End of quarantine. Man holding lightbox with greeting text message 'We're open' in his hands.

Many more businesses in England will be able to reopen from 4 July, including pubs, hotels, restaurants and hairdressers.

As anticipated, Boris Johnson has relaxed the two-metre social distancing rule in a move that will allow more businesses in England to open their doors. The government has said that the latest changes are intended to "enable people to see more of their friends and family, help businesses get back on their feet and get people back in their jobs".

From Saturday 4 July, two households will be able to meet up in any setting as long as they adhere to social distancing measures.

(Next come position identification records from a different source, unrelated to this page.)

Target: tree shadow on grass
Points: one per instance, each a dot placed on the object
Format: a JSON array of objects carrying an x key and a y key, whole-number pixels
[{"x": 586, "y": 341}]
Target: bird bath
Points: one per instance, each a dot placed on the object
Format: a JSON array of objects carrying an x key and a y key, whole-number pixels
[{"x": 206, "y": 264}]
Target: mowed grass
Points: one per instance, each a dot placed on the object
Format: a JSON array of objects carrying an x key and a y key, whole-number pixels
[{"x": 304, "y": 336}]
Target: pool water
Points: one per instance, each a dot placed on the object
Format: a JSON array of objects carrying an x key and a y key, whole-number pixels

Where it is not possible to stay two metres apart, government guidance will allow people to keep a social distance of one metre as long as they follow all other guidelines to reduce the risk of transmission.

Pubs, restaurants and hairdressers will be able to reopen, as well as holiday accommodation such as hotels, B&Bs and campsites. Some leisure facilities may also reopen, if they can do so safely - including outdoor gyms and playgrounds, cinemas, museums, galleries, theme parks, libraries, social clubs, places of worship and community centres.

However, "close proximity" venues such as nightclubs, soft-play areas, indoor gyms, swimming pools, water parks, bowling alleys and spas will have to stay closed for now.

"Reducing the two-metre rule will undoubtedly bring relief to many businesses," said Edwin Morgan, director of policy at the Institute of Directors (IoD).

"A quarter of our members have said that under current social distancing rules they are likely to operate at less than half capacity. For many, this simply isn't sustainable, particularly with the furlough scheme set to wind down.

"This change isn't a panacea, and doesn't mean safety can take a backseat. If anything, the onus is now even more on directors to ensure rigorous mitigating measures are in place. In some cases, this won't be easy or cheap. With many firms already strapped for cash, the Treasury should consider supporting companies to make the necessary adjustments, particularly as some haven't been able to access schemes so far."

Adam Marshall, director general of the British Chambers of Commerce (BCC), welcomed the measures but warned that "we are still a long way from business as usual".

He said: "Broader efforts to boost business and consumer confidence will still be needed to help firms trade their way out of this crisis. Businesses … need a clear roadmap to recovery, including fresh support for the worst-affected sectors and geographic areas, and broader fiscal measures to get the economy moving again."